Únicamente existen en mi vida algunos instantes dichosos, que, desgraciada­mente, no puedo controlar. Se trata de sueños. Sueños que toman posesión de mi mente atormentada y, bajo la apariencia de maravillosas realidades, amenizan los momentos en los que suceden. Entonces escucho voces y risas de antiguos amigos que, incomprensiblemente, ahora no me hablan. Quedo ensimis­mado por la música que ellos tocan para mí. Algunos recitan los poemas que tanto me complacían cuando era muchacho. Yo me uno a ellos, y formando un gran corro, río y canto también.

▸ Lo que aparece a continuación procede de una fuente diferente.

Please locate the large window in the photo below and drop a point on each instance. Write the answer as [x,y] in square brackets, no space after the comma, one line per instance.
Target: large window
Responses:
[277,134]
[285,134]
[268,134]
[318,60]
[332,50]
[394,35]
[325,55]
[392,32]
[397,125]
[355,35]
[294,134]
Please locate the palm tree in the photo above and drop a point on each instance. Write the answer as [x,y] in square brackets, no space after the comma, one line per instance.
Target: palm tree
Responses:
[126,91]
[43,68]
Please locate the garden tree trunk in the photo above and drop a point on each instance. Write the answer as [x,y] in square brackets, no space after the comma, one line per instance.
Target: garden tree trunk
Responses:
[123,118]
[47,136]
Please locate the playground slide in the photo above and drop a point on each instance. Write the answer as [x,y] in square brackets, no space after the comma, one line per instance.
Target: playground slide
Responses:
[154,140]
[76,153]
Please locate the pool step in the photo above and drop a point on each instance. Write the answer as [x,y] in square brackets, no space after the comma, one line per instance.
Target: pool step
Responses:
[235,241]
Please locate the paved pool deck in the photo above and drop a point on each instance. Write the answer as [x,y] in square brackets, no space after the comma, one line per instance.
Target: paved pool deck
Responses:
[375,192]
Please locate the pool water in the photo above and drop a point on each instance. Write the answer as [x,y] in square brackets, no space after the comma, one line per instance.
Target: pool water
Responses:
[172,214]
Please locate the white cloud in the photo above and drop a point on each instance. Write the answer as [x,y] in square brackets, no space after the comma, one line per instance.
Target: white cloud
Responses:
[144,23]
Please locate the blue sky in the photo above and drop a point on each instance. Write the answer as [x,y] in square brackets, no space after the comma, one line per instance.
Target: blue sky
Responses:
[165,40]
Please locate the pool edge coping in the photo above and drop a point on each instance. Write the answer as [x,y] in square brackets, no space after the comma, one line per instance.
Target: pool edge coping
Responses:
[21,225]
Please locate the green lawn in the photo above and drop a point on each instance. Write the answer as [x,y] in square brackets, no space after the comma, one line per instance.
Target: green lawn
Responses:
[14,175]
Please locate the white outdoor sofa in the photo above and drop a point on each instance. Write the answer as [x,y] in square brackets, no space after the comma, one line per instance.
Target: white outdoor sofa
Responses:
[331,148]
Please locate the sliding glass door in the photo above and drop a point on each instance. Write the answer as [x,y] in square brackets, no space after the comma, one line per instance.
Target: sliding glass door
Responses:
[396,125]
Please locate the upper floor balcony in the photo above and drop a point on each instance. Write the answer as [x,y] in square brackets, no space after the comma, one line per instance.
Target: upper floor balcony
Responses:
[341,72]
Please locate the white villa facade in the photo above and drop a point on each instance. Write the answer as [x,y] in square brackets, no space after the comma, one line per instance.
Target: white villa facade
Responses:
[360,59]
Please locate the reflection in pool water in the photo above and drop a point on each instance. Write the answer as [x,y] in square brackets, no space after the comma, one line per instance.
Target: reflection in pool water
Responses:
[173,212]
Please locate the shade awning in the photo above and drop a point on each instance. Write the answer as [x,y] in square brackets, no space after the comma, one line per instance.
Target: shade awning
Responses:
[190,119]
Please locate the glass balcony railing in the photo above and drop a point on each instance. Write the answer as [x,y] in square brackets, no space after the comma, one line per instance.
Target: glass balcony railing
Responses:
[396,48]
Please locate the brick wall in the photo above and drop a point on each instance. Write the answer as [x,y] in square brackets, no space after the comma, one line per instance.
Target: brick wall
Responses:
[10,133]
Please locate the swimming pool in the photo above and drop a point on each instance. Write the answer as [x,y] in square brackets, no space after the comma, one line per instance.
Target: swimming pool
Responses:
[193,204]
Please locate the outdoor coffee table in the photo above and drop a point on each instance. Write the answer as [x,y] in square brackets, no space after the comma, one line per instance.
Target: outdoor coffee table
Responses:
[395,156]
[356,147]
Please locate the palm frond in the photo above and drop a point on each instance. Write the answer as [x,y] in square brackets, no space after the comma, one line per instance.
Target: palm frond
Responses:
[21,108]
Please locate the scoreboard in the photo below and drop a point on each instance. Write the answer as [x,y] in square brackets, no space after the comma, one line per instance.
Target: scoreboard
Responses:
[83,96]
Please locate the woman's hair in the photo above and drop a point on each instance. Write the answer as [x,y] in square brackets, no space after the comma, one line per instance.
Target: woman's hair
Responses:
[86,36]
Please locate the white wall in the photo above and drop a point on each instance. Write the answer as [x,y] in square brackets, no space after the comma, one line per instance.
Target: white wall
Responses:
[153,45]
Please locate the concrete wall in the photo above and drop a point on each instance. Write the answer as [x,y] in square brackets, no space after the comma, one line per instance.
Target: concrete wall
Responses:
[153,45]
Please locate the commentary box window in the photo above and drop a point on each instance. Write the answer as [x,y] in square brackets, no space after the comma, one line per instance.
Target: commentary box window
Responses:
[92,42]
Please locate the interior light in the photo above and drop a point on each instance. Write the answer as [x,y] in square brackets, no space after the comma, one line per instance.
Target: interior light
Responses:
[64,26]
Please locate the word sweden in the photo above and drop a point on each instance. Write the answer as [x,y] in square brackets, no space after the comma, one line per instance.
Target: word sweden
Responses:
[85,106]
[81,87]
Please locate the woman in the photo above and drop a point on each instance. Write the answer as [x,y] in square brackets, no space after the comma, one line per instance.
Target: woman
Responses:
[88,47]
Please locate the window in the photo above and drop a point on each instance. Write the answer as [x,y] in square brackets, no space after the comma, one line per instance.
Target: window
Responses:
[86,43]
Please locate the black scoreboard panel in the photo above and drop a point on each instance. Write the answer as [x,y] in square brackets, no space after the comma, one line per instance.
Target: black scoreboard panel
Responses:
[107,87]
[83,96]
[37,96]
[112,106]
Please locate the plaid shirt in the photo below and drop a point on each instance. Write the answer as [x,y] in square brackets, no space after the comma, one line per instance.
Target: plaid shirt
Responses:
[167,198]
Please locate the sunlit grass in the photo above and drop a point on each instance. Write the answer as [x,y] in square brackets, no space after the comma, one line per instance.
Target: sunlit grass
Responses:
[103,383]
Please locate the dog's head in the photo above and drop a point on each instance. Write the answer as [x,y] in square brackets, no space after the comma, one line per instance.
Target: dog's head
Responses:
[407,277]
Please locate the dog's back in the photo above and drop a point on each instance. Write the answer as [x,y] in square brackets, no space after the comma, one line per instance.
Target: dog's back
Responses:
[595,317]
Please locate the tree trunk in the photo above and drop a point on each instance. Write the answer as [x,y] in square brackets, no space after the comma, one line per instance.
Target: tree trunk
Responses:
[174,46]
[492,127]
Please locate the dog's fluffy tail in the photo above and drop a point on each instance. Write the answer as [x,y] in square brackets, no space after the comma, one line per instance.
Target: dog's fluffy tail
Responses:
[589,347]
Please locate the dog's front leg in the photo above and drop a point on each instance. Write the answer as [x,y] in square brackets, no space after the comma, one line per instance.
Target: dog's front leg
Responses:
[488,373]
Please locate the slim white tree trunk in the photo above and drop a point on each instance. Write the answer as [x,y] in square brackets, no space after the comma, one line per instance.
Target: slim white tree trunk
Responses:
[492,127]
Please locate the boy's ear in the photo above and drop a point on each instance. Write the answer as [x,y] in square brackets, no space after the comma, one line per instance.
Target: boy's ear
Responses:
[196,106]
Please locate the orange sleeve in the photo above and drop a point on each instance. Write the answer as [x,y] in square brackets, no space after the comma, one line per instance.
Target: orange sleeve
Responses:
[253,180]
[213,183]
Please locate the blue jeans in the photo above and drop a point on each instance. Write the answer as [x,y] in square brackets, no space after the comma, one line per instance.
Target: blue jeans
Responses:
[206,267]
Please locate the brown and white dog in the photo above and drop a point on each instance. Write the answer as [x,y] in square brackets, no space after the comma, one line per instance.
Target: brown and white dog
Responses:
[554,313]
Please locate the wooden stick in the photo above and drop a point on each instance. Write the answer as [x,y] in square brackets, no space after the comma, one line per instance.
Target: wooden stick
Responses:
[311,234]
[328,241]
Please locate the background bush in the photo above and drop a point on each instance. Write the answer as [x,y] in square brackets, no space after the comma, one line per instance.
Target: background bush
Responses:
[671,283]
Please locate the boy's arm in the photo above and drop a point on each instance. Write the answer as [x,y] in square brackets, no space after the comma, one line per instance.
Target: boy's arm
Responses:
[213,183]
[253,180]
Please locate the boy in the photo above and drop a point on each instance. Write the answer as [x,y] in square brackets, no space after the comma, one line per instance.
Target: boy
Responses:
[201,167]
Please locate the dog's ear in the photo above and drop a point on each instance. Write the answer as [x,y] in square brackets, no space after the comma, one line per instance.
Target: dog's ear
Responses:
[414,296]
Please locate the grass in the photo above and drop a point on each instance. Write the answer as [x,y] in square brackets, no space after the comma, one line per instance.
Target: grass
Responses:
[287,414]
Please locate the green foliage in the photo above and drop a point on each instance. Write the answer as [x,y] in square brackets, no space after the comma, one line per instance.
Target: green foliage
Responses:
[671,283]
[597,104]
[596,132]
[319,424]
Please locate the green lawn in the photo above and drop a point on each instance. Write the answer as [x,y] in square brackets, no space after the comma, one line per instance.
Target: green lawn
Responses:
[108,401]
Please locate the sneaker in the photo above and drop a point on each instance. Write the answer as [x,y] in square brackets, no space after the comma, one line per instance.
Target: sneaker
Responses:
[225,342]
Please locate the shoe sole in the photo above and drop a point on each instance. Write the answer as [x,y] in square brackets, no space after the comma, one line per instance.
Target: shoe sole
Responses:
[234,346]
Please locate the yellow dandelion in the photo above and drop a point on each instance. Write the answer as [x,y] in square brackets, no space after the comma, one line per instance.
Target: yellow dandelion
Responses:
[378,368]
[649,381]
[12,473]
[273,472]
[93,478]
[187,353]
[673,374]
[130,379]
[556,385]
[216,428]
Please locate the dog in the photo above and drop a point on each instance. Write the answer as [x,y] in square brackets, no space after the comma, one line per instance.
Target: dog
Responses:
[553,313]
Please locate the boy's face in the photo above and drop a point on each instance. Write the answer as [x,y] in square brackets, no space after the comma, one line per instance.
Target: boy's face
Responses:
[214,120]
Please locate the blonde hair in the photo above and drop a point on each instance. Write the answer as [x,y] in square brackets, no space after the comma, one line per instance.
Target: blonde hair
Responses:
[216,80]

Pronto comienza a caer sobre nuestras cabezas una lluvia tan fina que no llega a mojarnos. Luego miramos al cielo, y una gota mayor que las demás, como una lágrima brillante, dorada y pura, va descen­diendo lentamente. La veo bajar balanceándose. Mis amigos me coronan de laurel, conduciéndome al lugar preciso para que pueda caer sobre mi frente, lo cual, desgraciadamente, nunca sucede, porque entonces despierto. Presiento que si alguna vez llegara a alcanzarme sería un augurio positivo y algo cambiaría en mi vida. En los sueños sí creo, al no existir prueba alguna que demuestre su irrealidad. Los míos han sido diseñados exclusi­vamente para mí, con todas sus sensaciones intransferi­bles que a nadie más afectan, ni hieren, ni perjudi­can. Es el único derecho que reclamo: el de seguir soñando alguna vez.